In LOL world, there is a hero called Teemo and his attacking can make his enemy Ashe be in poisoned condition. Now, given the Teemo's attacking ascending time series towards Ashe and the poisoning time duration per Teemo's attacking, you need to output the total time that Ashe is in poisoned condition.
You may assume that Teemo attacks at the very beginning of a specific time point, and makes Ashe be in poisoned condition immediately.
Example 1:
Input: [1,4], 2 Output: 4 Explanation: At time point 1, Teemo starts attacking Ashe and makes Ashe be poisoned immediately. This poisoned status will last 2 seconds until the end of time point 2. And at time point 4, Teemo attacks Ashe again, and causes Ashe to be in poisoned status for another 2 seconds. So you finally need to output 4.
Example 2:
Input: [1,2], 2 Output: 3 Explanation: At time point 1, Teemo starts attacking Ashe and makes Ashe be poisoned. This poisoned status will last 2 seconds until the end of time point 2. However, at the beginning of time point 2, Teemo attacks Ashe again who is already in poisoned status.
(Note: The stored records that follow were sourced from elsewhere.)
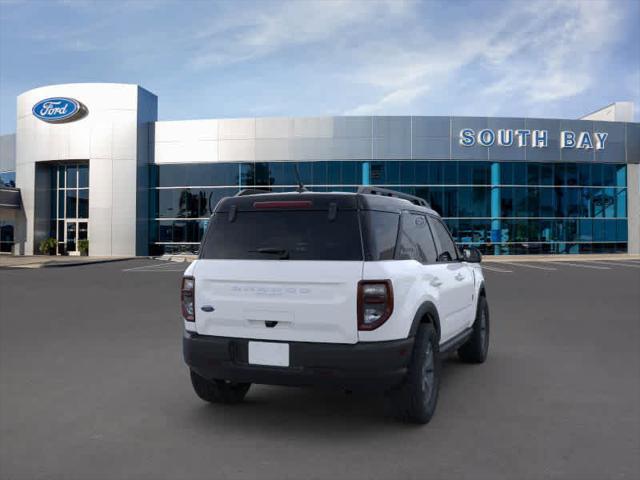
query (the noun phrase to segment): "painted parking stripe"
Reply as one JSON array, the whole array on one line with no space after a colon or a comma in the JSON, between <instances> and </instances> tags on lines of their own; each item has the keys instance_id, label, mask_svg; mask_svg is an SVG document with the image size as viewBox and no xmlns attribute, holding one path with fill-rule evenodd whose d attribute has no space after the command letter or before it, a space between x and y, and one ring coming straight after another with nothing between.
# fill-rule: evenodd
<instances>
[{"instance_id":1,"label":"painted parking stripe","mask_svg":"<svg viewBox=\"0 0 640 480\"><path fill-rule=\"evenodd\" d=\"M506 265L511 265L512 267L526 267L526 268L535 268L536 270L549 270L549 271L555 271L557 270L557 268L553 268L553 267L541 267L540 265L529 265L528 263L521 263L521 262L500 262L500 263L504 263Z\"/></svg>"},{"instance_id":2,"label":"painted parking stripe","mask_svg":"<svg viewBox=\"0 0 640 480\"><path fill-rule=\"evenodd\" d=\"M513 270L505 270L503 268L490 267L486 263L482 265L483 270L489 270L490 272L499 272L499 273L513 273Z\"/></svg>"},{"instance_id":3,"label":"painted parking stripe","mask_svg":"<svg viewBox=\"0 0 640 480\"><path fill-rule=\"evenodd\" d=\"M568 265L570 267L579 267L579 268L591 268L593 270L611 270L611 268L609 267L599 267L598 265L589 265L589 264L585 264L585 263L571 263L571 262L562 262L562 261L558 261L558 262L544 262L544 263L553 263L556 266L559 265Z\"/></svg>"},{"instance_id":4,"label":"painted parking stripe","mask_svg":"<svg viewBox=\"0 0 640 480\"><path fill-rule=\"evenodd\" d=\"M123 270L127 273L163 273L163 272L184 272L185 268L153 268L147 270Z\"/></svg>"},{"instance_id":5,"label":"painted parking stripe","mask_svg":"<svg viewBox=\"0 0 640 480\"><path fill-rule=\"evenodd\" d=\"M122 270L123 272L162 272L162 271L171 271L171 269L167 269L166 267L177 267L181 268L178 270L184 270L186 265L184 264L176 264L175 262L167 262L167 263L159 263L153 265L142 265L140 267L133 268L125 268Z\"/></svg>"},{"instance_id":6,"label":"painted parking stripe","mask_svg":"<svg viewBox=\"0 0 640 480\"><path fill-rule=\"evenodd\" d=\"M604 262L600 262L597 260L589 260L589 263L595 263L596 265L610 265L612 267L631 267L631 268L640 268L640 263L623 263L626 260L607 260Z\"/></svg>"}]
</instances>

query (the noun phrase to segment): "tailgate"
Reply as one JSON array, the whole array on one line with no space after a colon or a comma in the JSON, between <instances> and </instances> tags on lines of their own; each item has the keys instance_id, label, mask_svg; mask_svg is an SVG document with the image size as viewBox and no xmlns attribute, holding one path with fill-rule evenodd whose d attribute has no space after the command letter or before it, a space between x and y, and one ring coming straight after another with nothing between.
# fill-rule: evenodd
<instances>
[{"instance_id":1,"label":"tailgate","mask_svg":"<svg viewBox=\"0 0 640 480\"><path fill-rule=\"evenodd\" d=\"M361 261L199 260L194 276L196 329L201 335L358 340Z\"/></svg>"}]
</instances>

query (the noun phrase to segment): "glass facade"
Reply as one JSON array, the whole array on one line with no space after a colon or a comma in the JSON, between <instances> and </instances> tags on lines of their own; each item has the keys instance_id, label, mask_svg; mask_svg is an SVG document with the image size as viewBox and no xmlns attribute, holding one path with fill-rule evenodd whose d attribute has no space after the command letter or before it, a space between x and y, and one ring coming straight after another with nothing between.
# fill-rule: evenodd
<instances>
[{"instance_id":1,"label":"glass facade","mask_svg":"<svg viewBox=\"0 0 640 480\"><path fill-rule=\"evenodd\" d=\"M16 172L0 172L0 187L16 186Z\"/></svg>"},{"instance_id":2,"label":"glass facade","mask_svg":"<svg viewBox=\"0 0 640 480\"><path fill-rule=\"evenodd\" d=\"M427 200L457 242L489 254L626 252L623 163L454 160L253 162L156 165L152 252L196 251L222 197L240 188L312 191L362 184Z\"/></svg>"},{"instance_id":3,"label":"glass facade","mask_svg":"<svg viewBox=\"0 0 640 480\"><path fill-rule=\"evenodd\" d=\"M58 241L58 254L78 250L89 238L89 164L54 165L51 177L49 236Z\"/></svg>"}]
</instances>

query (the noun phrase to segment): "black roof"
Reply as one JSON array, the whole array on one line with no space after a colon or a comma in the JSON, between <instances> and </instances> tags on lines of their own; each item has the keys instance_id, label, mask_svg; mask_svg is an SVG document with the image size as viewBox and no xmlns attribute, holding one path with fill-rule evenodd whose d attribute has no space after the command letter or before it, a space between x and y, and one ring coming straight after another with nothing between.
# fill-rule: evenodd
<instances>
[{"instance_id":1,"label":"black roof","mask_svg":"<svg viewBox=\"0 0 640 480\"><path fill-rule=\"evenodd\" d=\"M379 189L380 190L380 189ZM386 190L389 192L389 190ZM418 198L418 197L414 197ZM311 201L313 210L327 210L335 204L339 210L378 210L400 213L403 210L419 211L438 215L428 204L417 205L407 198L392 197L378 193L359 192L281 192L254 193L240 191L235 197L225 197L218 202L215 211L227 212L233 206L238 211L253 211L256 202Z\"/></svg>"}]
</instances>

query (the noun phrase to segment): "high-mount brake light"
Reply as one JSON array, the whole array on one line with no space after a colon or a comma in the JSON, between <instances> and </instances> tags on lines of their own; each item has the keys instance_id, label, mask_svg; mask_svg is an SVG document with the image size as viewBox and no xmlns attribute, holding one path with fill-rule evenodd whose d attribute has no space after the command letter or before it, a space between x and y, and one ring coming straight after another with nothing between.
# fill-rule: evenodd
<instances>
[{"instance_id":1,"label":"high-mount brake light","mask_svg":"<svg viewBox=\"0 0 640 480\"><path fill-rule=\"evenodd\" d=\"M187 322L196 321L196 279L193 277L183 277L180 288L180 305L182 306L182 318Z\"/></svg>"},{"instance_id":2,"label":"high-mount brake light","mask_svg":"<svg viewBox=\"0 0 640 480\"><path fill-rule=\"evenodd\" d=\"M358 282L358 330L375 330L393 313L391 280Z\"/></svg>"},{"instance_id":3,"label":"high-mount brake light","mask_svg":"<svg viewBox=\"0 0 640 480\"><path fill-rule=\"evenodd\" d=\"M311 208L310 200L273 200L266 202L253 202L253 208Z\"/></svg>"}]
</instances>

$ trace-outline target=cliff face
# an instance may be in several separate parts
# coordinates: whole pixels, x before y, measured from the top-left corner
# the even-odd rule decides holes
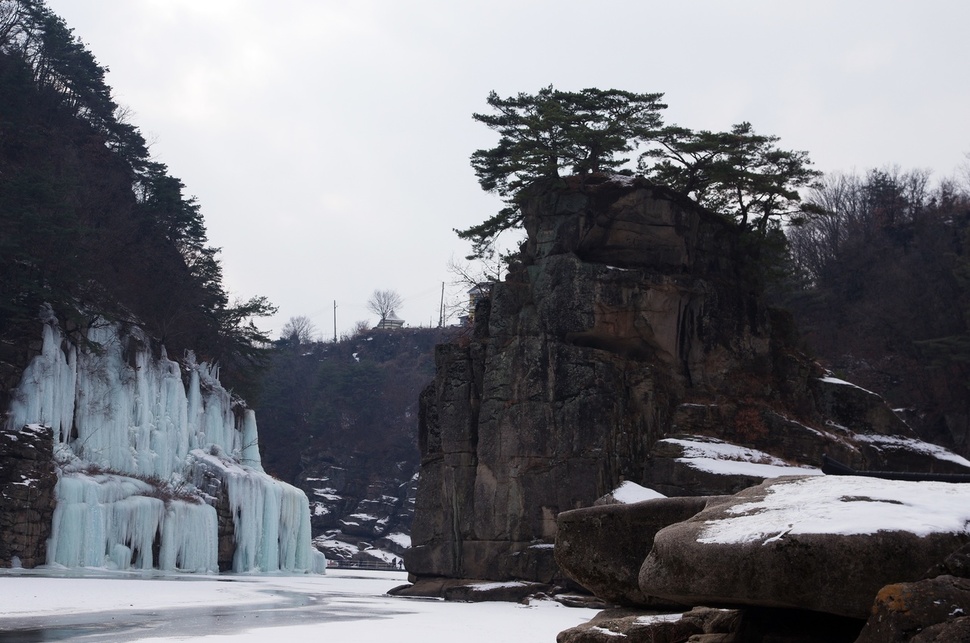
[[[795,350],[730,223],[624,177],[537,188],[524,214],[521,263],[470,341],[438,347],[422,394],[412,574],[549,582],[556,515],[622,481],[668,495],[752,483],[705,479],[673,436],[793,464],[945,468],[908,448],[878,396]]]

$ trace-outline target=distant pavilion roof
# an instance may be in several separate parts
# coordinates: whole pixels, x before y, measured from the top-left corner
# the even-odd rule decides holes
[[[376,328],[388,329],[388,328],[401,328],[404,326],[404,320],[397,316],[397,314],[392,310],[387,313],[381,321],[377,323]]]

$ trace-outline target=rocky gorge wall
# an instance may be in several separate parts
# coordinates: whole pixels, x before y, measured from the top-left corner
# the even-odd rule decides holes
[[[628,177],[537,186],[523,213],[518,262],[422,394],[413,577],[548,583],[557,514],[623,481],[683,496],[763,479],[699,472],[678,436],[793,466],[949,466],[796,349],[730,222]]]

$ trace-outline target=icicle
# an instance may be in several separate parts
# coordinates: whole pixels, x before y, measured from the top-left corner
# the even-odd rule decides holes
[[[310,505],[292,485],[216,453],[193,451],[190,479],[221,480],[233,514],[235,572],[323,573],[326,558],[310,543]]]
[[[144,495],[151,492],[149,483],[126,476],[61,476],[48,564],[217,571],[215,509]]]
[[[182,501],[166,509],[158,566],[185,572],[218,571],[219,525],[209,505]]]
[[[43,424],[54,429],[56,438],[67,440],[74,419],[77,380],[77,351],[65,353],[60,330],[44,324],[43,347],[21,377],[11,396],[5,428],[19,430],[26,424]]]
[[[218,518],[173,497],[225,494],[234,571],[323,572],[306,495],[263,472],[256,417],[237,419],[218,369],[186,356],[188,384],[138,329],[93,325],[77,351],[53,324],[12,396],[8,427],[54,427],[61,476],[48,562],[66,567],[218,568]],[[127,347],[127,350],[126,350]],[[19,428],[17,426],[17,428]],[[84,473],[85,471],[102,473]]]
[[[256,471],[263,470],[263,462],[259,455],[259,435],[256,432],[256,414],[246,409],[242,421],[242,454],[239,460]]]

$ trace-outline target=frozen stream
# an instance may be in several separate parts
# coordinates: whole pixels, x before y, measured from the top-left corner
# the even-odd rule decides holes
[[[553,642],[595,610],[385,592],[403,572],[187,576],[0,572],[0,642]]]

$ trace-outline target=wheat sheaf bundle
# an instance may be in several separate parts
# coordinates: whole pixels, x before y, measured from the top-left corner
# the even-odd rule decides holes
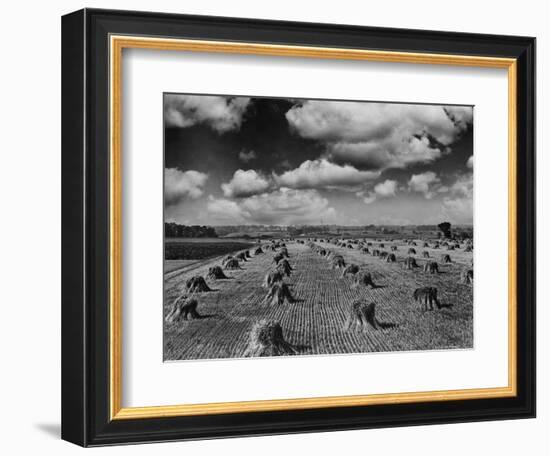
[[[202,276],[194,276],[187,279],[185,288],[189,293],[201,293],[203,291],[212,291]]]
[[[244,356],[285,356],[298,353],[298,347],[285,340],[281,323],[262,320],[252,326]]]
[[[271,285],[264,298],[264,302],[280,306],[285,301],[290,304],[296,302],[296,298],[292,295],[289,286],[283,282],[276,282]]]
[[[372,280],[372,275],[371,275],[370,272],[364,272],[362,274],[356,274],[353,286],[354,287],[365,286],[365,287],[376,288],[376,285],[374,284],[374,281]]]
[[[200,318],[197,312],[199,302],[196,298],[190,298],[187,295],[179,296],[172,304],[172,309],[166,316],[168,323],[177,323],[181,320],[194,320]]]
[[[378,321],[376,320],[376,304],[370,304],[365,301],[354,301],[349,309],[348,318],[344,323],[344,330],[348,331],[352,328],[361,330],[378,329]]]

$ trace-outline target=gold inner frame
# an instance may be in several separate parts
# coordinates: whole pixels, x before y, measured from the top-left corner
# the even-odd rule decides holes
[[[275,399],[244,402],[122,407],[122,51],[123,49],[255,54],[317,59],[368,60],[430,65],[503,68],[508,71],[508,385],[461,390],[353,396]],[[517,394],[517,61],[468,55],[387,52],[204,41],[138,36],[110,36],[110,415],[111,419],[159,418],[239,412],[299,410],[374,404],[414,403],[513,397]]]

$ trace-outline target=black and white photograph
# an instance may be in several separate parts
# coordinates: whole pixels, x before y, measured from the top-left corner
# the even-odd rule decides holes
[[[473,348],[473,115],[164,94],[164,360]]]
[[[3,6],[2,454],[544,455],[543,2]]]

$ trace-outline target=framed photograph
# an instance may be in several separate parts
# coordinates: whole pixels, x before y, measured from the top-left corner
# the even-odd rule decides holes
[[[85,9],[62,126],[65,440],[535,416],[534,38]]]

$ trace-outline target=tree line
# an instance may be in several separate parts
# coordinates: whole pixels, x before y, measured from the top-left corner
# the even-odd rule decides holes
[[[218,237],[218,234],[211,226],[179,225],[174,222],[166,222],[164,223],[164,237],[202,238]]]

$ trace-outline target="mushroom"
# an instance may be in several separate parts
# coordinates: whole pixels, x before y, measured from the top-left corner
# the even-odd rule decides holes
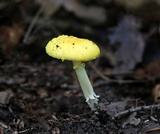
[[[86,102],[92,110],[95,110],[99,96],[93,90],[84,62],[96,59],[100,55],[99,47],[87,39],[61,35],[48,42],[46,53],[62,61],[70,60],[73,62],[73,69],[78,77]]]

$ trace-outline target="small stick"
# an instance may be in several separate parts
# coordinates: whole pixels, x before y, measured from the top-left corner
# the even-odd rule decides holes
[[[128,113],[133,113],[133,112],[137,112],[137,111],[141,111],[141,110],[150,110],[152,108],[158,108],[160,107],[160,104],[154,104],[154,105],[148,105],[148,106],[139,106],[139,107],[135,107],[135,108],[130,108],[128,110],[125,110],[125,111],[122,111],[122,112],[119,112],[117,114],[115,114],[112,119],[115,119],[115,118],[119,118],[125,114],[128,114]]]
[[[104,79],[107,83],[110,82],[110,83],[120,83],[120,84],[123,84],[123,83],[137,83],[137,82],[144,82],[144,81],[138,81],[138,80],[116,80],[116,79],[110,79],[109,77],[106,77],[104,75],[104,73],[102,73],[94,64],[92,63],[89,63],[90,67],[102,78]]]
[[[27,29],[27,32],[26,32],[26,34],[24,36],[23,43],[27,43],[28,37],[29,37],[29,35],[30,35],[33,27],[35,26],[35,24],[36,24],[36,22],[37,22],[37,20],[38,20],[38,18],[40,16],[40,14],[42,13],[42,11],[43,11],[43,6],[41,6],[39,8],[39,10],[37,11],[36,15],[34,16],[32,22],[31,22],[31,24],[29,25],[29,27]]]
[[[33,129],[33,128],[28,128],[28,129],[25,129],[25,130],[19,131],[18,133],[19,133],[19,134],[27,133],[27,132],[31,131],[32,129]]]

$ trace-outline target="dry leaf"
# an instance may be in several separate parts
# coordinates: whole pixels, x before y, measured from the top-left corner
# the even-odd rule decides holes
[[[154,98],[154,102],[159,102],[160,101],[160,84],[157,84],[152,89],[152,96]]]
[[[72,11],[77,17],[92,20],[96,23],[103,23],[106,20],[106,13],[102,7],[82,5],[77,0],[65,0],[63,5],[66,10]]]
[[[124,101],[111,102],[106,106],[107,114],[113,117],[115,114],[124,111],[129,101],[129,99],[126,99]]]
[[[6,56],[10,57],[24,34],[24,26],[20,22],[14,22],[11,26],[1,26],[0,33],[0,48]]]
[[[137,20],[126,16],[109,36],[110,43],[117,45],[114,56],[117,60],[116,71],[129,71],[142,61],[145,42],[137,30]]]
[[[135,74],[139,78],[147,78],[150,80],[160,78],[160,60],[152,61],[150,64],[145,65],[145,68],[137,69]]]
[[[137,126],[139,123],[140,119],[136,118],[136,112],[134,112],[123,122],[122,127],[124,128],[127,124]]]
[[[39,2],[44,6],[44,15],[50,18],[60,7],[73,12],[77,17],[93,21],[93,23],[104,23],[106,21],[106,11],[100,6],[85,6],[78,0],[46,0]]]

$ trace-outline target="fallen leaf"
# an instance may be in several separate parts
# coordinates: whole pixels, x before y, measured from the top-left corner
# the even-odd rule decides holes
[[[124,101],[111,102],[109,105],[106,106],[107,114],[113,117],[120,111],[124,111],[129,101],[129,99],[126,99]]]
[[[40,1],[44,6],[44,15],[50,18],[60,7],[73,12],[77,17],[93,21],[93,23],[104,23],[107,19],[106,11],[100,6],[85,6],[78,0],[47,0]]]
[[[77,0],[65,0],[64,7],[66,10],[73,12],[77,17],[91,20],[96,23],[103,23],[106,20],[106,13],[102,7],[85,6]]]
[[[160,84],[157,84],[152,89],[152,96],[154,98],[154,102],[159,102],[160,101]]]
[[[140,79],[150,79],[155,80],[160,78],[160,60],[155,60],[144,68],[137,69],[135,74]]]
[[[123,122],[122,127],[124,128],[127,124],[137,126],[140,123],[140,119],[136,118],[136,112],[129,115],[129,117]]]
[[[23,24],[21,22],[13,22],[11,26],[3,25],[0,27],[0,33],[0,48],[6,56],[10,57],[24,34]]]
[[[118,47],[114,53],[117,61],[115,71],[130,71],[142,61],[145,41],[137,27],[136,18],[126,16],[109,36],[111,45],[116,44]]]

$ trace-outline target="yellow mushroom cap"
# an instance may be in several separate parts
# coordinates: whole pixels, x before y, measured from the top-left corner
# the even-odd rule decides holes
[[[89,61],[100,55],[100,49],[90,40],[61,35],[48,42],[46,53],[62,61]]]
Since the poisoned status won't add up together, though the second poisoning attack will still work at time point 2, it will stop at the end of time point 3. So you finally need to output 3.
Note:
- You may assume the length of given time series array won't exceed 10000.
- You may assume the numbers in the Teemo's attacking time series and his poisoning time duration per attacking are non-negative integers, which won't exceed 10,000,000.
class Solution { public int findPoisonedDuration(int[] timeSeries, int duration) { int res = 0; if(timeSeries == null || timeSeries.length == 0) return res; for(int i = 0; i < timeSeries.length - 1; i++){ res += Math.min(timeSeries[i+1] - timeSeries[i], duration); } return res + duration; } }
总结:
This is related to interval, but the question is bad for people don't play LOL.
Since we can restart attack at any time in timeSeries, to get the biggest time period we will re-attack at the last point, this is obviously.
Then we see if two are adjacent or overlapped, we only count the minimum of (the time interval, the duration period). Then add them together.